En France, le Front national s'est hissé à la deuxième place lors de l'élection présidentielle de l'année dernière. En Italie, la situation confuse pourrait entraîner la formation d'un gouvernement semblable à celui d'Orbán alors qu'en Australie, les conservateurs de Cory Bernardi et le parti One Nation de Pauline Hanson ont imprimé leur marque sur la scène politique du pays. Ainsi, pas moins de vingt pays ont vu l'apparition soudaine de partis de cette mouvance devenue une force politique importante.
Résultats (en pourcentages de sièges au parlement) obtenus par les partis civilisationistes lors d'élections générales en Europe. |
Se pose d'emblée un problème : celui de l'appellation correcte à donner à ces partis. Les média les qualifient trop facilement de partis d'extrême-droite et négligent de voir leurs nombreuses idées de gauche notamment sur le plan socio-économique. Les appeler nationalistes est une erreur puisqu'ils ne lancent pas d'appels aux armes ni n'émettent de revendications à l'encontre de pays voisins. Le terme populiste passe à côté de l'essentiel puisque pas mal de partis populistes comme La France insoumise poursuivent des politiques presque diamétralement opposées.

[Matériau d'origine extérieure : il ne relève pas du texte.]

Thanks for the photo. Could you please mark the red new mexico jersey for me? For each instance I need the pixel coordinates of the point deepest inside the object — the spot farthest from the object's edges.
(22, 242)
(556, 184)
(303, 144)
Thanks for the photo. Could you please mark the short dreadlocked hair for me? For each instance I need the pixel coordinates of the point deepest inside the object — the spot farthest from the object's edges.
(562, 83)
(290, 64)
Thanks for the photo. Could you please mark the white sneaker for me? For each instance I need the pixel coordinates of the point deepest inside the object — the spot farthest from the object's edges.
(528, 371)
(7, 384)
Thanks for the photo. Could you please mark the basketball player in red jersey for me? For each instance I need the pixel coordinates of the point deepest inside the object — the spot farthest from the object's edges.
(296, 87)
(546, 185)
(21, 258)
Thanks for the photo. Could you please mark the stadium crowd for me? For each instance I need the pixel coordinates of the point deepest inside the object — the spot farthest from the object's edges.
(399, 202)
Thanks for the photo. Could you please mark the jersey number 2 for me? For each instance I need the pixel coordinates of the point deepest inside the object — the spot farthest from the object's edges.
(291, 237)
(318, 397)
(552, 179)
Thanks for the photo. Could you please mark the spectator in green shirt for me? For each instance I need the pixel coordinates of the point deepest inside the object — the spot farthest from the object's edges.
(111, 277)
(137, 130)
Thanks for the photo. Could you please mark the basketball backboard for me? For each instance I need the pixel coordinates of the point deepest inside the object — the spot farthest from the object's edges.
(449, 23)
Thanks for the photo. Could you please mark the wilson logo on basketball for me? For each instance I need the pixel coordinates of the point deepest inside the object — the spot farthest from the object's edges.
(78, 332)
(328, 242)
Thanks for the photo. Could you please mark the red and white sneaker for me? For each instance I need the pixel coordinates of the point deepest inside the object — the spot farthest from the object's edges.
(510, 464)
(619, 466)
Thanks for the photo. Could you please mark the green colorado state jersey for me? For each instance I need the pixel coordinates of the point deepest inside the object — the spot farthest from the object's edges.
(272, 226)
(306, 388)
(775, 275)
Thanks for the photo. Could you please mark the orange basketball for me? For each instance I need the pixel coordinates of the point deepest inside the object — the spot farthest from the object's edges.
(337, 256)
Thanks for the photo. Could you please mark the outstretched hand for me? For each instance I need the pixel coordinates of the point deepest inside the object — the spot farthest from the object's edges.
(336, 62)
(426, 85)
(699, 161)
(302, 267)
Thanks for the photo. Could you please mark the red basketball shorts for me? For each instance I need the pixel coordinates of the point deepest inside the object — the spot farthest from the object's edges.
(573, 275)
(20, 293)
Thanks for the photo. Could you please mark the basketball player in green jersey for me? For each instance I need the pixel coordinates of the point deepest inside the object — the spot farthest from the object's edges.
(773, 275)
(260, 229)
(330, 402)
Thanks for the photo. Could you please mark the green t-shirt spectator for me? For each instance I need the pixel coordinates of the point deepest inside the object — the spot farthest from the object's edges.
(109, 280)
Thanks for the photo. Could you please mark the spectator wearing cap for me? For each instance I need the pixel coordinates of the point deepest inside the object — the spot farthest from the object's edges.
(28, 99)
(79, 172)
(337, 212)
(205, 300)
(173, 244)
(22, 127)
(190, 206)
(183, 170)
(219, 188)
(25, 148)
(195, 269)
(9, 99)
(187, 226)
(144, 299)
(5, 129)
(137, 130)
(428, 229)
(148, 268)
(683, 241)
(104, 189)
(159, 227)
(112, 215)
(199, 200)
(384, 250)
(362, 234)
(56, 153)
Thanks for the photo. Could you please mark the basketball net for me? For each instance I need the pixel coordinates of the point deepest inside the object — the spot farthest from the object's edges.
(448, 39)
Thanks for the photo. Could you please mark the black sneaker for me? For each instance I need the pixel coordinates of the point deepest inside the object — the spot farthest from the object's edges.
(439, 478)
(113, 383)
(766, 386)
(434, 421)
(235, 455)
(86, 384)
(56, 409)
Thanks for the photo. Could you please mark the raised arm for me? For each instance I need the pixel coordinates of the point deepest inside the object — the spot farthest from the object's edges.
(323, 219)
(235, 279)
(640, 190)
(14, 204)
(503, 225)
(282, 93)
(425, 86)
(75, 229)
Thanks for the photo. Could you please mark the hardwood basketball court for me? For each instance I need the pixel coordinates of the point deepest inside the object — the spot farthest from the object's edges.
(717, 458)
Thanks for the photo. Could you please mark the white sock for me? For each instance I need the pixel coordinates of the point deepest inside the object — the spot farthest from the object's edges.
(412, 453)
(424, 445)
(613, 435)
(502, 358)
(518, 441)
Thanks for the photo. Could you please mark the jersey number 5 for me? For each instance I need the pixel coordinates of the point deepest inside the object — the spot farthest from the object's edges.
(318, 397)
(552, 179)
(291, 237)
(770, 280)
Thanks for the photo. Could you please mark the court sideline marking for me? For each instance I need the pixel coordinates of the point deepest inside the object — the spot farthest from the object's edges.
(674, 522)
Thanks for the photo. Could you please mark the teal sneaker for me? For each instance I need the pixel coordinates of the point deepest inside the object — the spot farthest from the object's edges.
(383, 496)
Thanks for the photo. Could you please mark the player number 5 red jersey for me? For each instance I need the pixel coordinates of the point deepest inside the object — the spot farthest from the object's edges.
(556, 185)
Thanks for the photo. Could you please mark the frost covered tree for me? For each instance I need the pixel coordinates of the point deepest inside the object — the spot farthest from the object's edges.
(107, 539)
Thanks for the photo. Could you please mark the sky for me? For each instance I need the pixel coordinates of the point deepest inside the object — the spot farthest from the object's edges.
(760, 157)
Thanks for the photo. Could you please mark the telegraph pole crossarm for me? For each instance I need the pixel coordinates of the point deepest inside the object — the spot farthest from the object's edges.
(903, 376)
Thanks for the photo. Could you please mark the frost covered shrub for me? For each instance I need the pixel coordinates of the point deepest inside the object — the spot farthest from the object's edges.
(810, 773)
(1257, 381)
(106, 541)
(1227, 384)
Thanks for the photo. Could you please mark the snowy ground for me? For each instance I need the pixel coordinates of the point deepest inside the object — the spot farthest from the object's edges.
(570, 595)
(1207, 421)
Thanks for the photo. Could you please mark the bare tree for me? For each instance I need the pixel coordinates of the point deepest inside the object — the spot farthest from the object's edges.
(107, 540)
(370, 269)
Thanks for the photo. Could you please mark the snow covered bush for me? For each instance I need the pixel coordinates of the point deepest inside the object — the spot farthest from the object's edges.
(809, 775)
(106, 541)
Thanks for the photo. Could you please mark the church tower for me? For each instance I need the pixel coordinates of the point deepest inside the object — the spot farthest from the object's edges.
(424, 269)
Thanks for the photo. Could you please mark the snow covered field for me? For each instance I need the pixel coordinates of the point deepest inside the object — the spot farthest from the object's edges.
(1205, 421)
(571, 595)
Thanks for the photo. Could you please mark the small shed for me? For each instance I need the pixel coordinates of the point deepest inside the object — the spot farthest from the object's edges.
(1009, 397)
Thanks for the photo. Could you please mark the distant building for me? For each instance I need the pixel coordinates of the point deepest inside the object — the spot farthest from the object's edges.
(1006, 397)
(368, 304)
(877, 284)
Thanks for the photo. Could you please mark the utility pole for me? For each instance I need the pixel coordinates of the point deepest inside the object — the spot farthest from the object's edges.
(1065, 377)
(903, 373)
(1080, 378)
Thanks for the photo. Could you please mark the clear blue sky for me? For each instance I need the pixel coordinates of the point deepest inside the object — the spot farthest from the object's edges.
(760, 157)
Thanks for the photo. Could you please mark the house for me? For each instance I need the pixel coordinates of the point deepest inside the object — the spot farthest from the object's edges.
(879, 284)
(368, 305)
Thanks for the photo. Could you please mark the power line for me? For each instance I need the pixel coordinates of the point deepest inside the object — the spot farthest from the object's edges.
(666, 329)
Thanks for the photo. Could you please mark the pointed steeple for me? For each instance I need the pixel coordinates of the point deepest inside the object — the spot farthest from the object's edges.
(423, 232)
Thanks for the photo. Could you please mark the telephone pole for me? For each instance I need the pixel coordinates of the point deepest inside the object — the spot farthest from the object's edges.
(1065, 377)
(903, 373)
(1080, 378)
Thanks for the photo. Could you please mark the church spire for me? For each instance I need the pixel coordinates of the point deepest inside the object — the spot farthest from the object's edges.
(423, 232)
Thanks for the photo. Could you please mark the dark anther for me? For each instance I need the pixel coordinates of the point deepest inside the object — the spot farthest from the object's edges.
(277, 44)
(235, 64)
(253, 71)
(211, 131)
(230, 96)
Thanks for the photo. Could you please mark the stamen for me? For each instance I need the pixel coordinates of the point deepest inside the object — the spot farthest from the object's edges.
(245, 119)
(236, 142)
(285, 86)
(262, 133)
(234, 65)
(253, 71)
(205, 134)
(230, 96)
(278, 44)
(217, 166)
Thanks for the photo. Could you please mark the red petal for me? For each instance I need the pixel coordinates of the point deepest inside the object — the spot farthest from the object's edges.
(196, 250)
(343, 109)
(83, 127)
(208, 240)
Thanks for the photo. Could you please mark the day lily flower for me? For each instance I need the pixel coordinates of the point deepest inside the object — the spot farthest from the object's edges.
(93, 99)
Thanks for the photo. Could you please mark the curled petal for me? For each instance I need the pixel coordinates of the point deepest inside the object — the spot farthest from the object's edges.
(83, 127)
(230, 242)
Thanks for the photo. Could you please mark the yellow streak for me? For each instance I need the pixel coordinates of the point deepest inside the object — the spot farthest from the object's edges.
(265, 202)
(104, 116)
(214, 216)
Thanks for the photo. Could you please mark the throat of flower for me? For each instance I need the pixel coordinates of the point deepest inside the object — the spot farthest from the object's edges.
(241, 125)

Pour les définir correctement, il faut plutôt cerner les principaux éléments qu'ils ont en commun à savoir, le rejet de l'arrivée massive d'immigrés et plus particulièrement d'immigrés musulmans. Certes les immigrés non-musulmans, notamment ceux venus d'Afrique, génèrent également des tensions mais il n'y a que parmi les musulmans qu'on trouve un programme, de type islamiste, visant à remplacer la civilisation occidentale par un mode de vie radicalement différent. À l'inverse, ces partis sont traditionalistes et de tendance pro-chrétienne, pro-européenne et pro-occidentale : ils sont donc civilisationistes. Par ailleurs, cette définition présente l'avantage d'exclure de ce groupe des partis comme l'Aube dorée, mouvement néonazi grec, qui fustige la civilisation occidentale traditionnelle.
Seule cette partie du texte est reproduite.